Zing Forum

Reading

V2V-GoT: A Vehicle-to-Vehicle Collaborative Autonomous Driving Framework Based on Multimodal Large Language Models and Graph-of-Thoughts

V2V-GoT is the first Graph-of-Thoughts reasoning framework designed specifically for vehicle-to-vehicle (V2V) collaborative autonomous driving. It integrates multi-vehicle perception information via multimodal large language models to achieve occluded perception and planning-aware prediction, outperforming baseline methods in collaborative perception, prediction, and planning tasks.
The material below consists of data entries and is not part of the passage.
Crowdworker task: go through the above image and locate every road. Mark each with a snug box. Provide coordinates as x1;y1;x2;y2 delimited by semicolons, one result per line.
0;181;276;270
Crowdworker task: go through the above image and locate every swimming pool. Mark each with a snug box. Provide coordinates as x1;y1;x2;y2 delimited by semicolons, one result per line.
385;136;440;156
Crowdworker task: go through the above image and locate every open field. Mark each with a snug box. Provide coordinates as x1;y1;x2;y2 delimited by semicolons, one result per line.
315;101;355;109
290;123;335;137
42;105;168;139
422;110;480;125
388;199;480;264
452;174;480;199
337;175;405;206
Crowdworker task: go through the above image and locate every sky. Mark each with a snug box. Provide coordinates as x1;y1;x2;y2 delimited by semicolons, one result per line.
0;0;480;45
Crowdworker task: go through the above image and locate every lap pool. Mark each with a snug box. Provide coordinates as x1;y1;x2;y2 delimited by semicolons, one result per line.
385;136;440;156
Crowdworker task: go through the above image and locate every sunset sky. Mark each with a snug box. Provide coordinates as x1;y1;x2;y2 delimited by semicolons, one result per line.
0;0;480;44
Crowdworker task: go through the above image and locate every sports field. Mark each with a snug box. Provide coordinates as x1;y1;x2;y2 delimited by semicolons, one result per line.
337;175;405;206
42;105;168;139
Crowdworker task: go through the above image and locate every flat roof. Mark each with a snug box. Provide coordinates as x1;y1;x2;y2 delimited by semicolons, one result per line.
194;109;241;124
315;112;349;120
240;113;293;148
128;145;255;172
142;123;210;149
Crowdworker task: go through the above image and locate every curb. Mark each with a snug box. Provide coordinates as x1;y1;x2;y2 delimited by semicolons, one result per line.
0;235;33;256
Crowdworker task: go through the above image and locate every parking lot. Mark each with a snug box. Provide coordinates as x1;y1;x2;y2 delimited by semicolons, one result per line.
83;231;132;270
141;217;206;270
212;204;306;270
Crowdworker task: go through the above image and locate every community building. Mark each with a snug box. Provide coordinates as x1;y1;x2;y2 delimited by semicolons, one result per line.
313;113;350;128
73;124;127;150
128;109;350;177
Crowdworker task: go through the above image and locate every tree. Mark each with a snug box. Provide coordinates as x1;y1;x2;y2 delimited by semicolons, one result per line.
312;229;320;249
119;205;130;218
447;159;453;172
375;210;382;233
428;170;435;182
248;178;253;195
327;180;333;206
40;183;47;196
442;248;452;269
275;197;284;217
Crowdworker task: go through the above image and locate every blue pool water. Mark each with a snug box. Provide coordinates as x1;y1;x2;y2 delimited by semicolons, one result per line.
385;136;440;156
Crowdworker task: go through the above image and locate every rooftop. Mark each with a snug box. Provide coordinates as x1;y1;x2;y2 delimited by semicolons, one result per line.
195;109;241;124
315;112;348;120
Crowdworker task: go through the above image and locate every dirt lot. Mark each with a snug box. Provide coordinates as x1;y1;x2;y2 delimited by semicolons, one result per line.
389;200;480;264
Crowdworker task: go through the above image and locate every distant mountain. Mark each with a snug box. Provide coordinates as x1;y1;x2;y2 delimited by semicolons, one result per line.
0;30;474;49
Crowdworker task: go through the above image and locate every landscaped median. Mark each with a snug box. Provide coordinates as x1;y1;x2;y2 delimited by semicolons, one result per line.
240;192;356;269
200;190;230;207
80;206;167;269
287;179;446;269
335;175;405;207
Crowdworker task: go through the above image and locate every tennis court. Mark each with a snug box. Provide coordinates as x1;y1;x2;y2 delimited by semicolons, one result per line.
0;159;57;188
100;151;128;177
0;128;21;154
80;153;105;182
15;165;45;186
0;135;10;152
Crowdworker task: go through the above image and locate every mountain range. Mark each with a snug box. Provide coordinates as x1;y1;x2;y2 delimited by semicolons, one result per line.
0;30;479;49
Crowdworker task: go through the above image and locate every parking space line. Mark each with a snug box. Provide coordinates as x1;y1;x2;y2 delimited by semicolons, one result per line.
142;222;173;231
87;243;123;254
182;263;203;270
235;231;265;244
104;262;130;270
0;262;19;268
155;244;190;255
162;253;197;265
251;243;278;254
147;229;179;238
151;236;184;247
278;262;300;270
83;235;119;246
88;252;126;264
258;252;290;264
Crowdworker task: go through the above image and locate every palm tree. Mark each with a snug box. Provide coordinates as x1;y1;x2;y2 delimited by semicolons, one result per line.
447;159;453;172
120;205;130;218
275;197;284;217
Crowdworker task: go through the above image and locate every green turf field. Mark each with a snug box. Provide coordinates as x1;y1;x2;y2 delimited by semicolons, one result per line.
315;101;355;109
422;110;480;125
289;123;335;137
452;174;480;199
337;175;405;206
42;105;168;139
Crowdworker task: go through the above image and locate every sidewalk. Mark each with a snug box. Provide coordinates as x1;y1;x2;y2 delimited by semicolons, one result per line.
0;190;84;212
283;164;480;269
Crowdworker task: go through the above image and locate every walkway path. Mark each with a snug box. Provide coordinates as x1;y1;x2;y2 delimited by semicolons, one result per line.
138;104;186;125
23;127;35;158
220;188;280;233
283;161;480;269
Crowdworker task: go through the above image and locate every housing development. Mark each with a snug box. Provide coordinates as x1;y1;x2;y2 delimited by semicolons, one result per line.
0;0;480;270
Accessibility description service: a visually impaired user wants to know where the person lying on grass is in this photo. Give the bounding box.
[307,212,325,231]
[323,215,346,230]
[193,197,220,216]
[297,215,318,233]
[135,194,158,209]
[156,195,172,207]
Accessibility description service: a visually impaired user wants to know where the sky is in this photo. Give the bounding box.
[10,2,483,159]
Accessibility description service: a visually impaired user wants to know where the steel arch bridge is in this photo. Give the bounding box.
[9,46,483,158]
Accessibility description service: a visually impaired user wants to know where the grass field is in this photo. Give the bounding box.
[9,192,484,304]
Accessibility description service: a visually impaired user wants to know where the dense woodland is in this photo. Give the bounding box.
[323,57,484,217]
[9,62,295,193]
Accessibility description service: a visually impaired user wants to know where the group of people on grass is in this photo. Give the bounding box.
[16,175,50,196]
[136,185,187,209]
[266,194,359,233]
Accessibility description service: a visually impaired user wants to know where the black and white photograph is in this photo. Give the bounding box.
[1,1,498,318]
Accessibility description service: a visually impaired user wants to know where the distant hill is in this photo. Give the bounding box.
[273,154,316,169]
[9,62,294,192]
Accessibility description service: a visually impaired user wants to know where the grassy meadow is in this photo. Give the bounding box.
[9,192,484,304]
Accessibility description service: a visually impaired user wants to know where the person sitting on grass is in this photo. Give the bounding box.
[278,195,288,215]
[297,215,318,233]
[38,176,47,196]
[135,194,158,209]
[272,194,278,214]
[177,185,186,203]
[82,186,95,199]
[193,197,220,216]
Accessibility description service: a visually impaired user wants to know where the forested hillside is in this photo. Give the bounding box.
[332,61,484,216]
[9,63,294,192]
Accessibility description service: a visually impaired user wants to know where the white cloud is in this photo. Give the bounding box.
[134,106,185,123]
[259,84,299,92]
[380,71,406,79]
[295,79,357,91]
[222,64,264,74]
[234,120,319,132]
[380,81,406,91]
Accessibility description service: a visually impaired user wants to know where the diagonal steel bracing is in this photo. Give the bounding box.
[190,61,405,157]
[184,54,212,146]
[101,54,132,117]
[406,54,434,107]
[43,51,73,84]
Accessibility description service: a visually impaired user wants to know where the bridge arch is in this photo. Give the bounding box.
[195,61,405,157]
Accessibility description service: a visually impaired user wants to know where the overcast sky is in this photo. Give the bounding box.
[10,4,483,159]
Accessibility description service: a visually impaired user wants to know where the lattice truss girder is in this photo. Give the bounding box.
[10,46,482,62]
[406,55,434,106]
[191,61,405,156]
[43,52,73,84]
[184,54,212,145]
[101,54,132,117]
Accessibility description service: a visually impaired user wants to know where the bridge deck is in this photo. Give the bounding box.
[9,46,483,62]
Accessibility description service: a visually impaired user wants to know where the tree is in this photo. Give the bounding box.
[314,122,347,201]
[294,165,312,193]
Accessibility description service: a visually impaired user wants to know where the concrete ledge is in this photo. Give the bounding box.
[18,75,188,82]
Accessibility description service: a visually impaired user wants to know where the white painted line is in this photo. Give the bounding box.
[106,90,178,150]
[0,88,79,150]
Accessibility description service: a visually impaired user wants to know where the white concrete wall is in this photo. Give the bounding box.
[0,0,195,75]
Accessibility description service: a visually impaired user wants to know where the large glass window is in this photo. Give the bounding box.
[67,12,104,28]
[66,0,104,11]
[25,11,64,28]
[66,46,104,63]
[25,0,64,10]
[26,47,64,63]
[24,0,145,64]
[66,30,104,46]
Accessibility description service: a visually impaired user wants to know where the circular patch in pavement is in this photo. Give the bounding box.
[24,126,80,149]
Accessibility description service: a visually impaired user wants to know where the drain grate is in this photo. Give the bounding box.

自动驾驶车车协同V2V通信多模态大语言模型思维图谱遮挡感知轨迹预测LLaVAICRA2026
Published 2026-04-02 04:08Recent activity 2026-04-02 04:17Estimated read 4 min
V2V-GoT: A Vehicle-to-Vehicle Collaborative Autonomous Driving Framework Based on Multimodal Large Language Models and Graph-of-Thoughts
1

Section 01

Introduction to the V2V-GoT Framework

V2V-GoT is the first Graph-of-Thoughts reasoning framework designed specifically for vehicle-to-vehicle (V2V) collaborative autonomous driving. It integrates multi-vehicle perception information via multimodal large language models to achieve occluded perception and planning-aware prediction, outperforming baseline methods in collaborative perception, prediction, and planning tasks.

2

Section 02

Background and Challenges

One of the core bottlenecks of autonomous driving technology lies in the physical limitations of single-vehicle perception systems, where occlusion issues easily lead to safety hazards. Vehicle-to-vehicle (V2V) communication can expand the field of view, but traditional methods use simple feature fusion, making it difficult to leverage semantic correlations of multi-source information and perform complex reasoning.

3

Section 03

Core Methods and Innovations

V2V-GoT introduces Graph-of-Thoughts structured reasoning, decomposed into associated QA nodes. Two key innovations: 1. Occluded perception: Identify occluded areas and infer occluded targets using information from other vehicles; 2. Planning-aware prediction: Predict the behavior of other participants by combining the ego vehicle's candidate trajectories.

4

Section 04

Dataset and Model Training

Constructed the V2V-GoT-QA dataset (based on V2V4Real, including multi-vehicle perception features and QA sequences); fine-tuned using LoRA technology on LLaVA 1.5 for 10 epochs to adapt to the V2V collaborative domain.

5

Section 05

Experimental Result Analysis

Outperforms baselines in collaborative perception, prediction, and planning tasks, with significant advantages in occlusion scenarios; Graph-of-Thoughts provides interpretability, allowing traceable reasoning paths and easy integration of domain knowledge such as traffic rules.

6

Section 06

Open Source Support and Future Outlook

The project is open-source (GitHub includes code, datasets, etc., with datasets hosted on Hugging Face); future extensions can include vehicle-to-infrastructure (V2I) and multimodal sensor fusion scenarios, providing an example for combining large model reasoning with physical perception.